Alguns fatos recentes atestam a resistência de Bolsonaro e sua base aliada contra a flexibilização da política de drogas no Brasil. Aprovado recentemente, o projeto de lei de Osmar Terra, ministro da Cidadania e antigo deputado, facilita a internação compulsória de usuários de drogas e foi comemorado como uma forma de barrar a votação no Supremo Tribunal Federal (STF) que poderia descriminalizar o porte e uso de substâncias psicoativas.

Outro acontecimento importante foi encabeçado pelo próprio Osmar Terra, que ajudou a barrar a divulgação da maior pesquisa sobre o uso de drogas no Brasil, realizada pela Fiocruz. Seu argumento é de que a entidade tenta mostrar que “não existe uma epidemia de drogas no Brasil” para que, assim, as drogas sejam liberadas.

Garantir que Bolsonaro vai impedir a regulamentação da Anvisa, todavia, não é tão simples quanto parece. Apesar de se tratar de um governo conservador de extrema direita, que nunca foi simpático à causa, a pressão sobre o mandatário pela regulamentação do uso medicinal da planta cresce pelo fato de ser uma reivindicação democrática para que famílias possam garantir o tratamento de doenças graves a seus filhos, como a epilepsia, o Parkinson e o câncer. Até quando se pode negar esse direito?

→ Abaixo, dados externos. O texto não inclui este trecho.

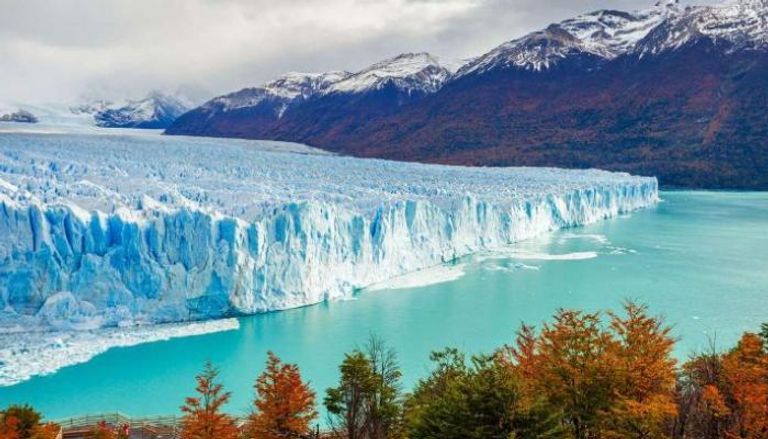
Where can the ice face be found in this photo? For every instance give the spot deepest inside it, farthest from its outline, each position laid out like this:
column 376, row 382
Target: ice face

Antes das eleições de 2018, o Cannabidiol Brasil preparou um especial com as opiniões dos candidatos à presidência sobre a legalização da Cannabis. Apesar de o plano de governo do presidente eleito ter uma escassa descrição a respeito, ele chegou a admitir a possibilidade de regulamentar o uso medicinal da planta.

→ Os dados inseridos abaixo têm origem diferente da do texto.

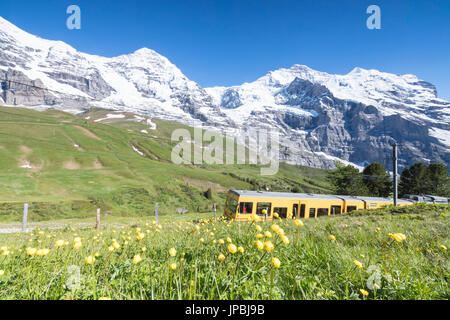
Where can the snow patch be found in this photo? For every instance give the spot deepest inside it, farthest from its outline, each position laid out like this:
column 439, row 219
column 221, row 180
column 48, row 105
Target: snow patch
column 111, row 116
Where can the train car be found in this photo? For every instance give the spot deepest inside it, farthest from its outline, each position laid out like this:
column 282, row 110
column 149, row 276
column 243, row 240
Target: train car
column 243, row 204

Em entrevista à TV Globo, o então candidato foi questionado sobre legalização das drogas e disse, inicialmente, ser contrário. Questionado a respeito do uso medicinal, ele fez uma ressalva, afirmando que esse caso é diferente, e citou o exemplo de um soldado em combate que utiliza a morfina para não sentir dor. Ele alertou, no entanto, para o risco de a legalização do consumo para fins terapêuticos ser a porta de entrada para uma liberação “geral”.

Quanto pode resistir o governo Bolsonaro contra a regulamentação do uso medicinal da Cannabis?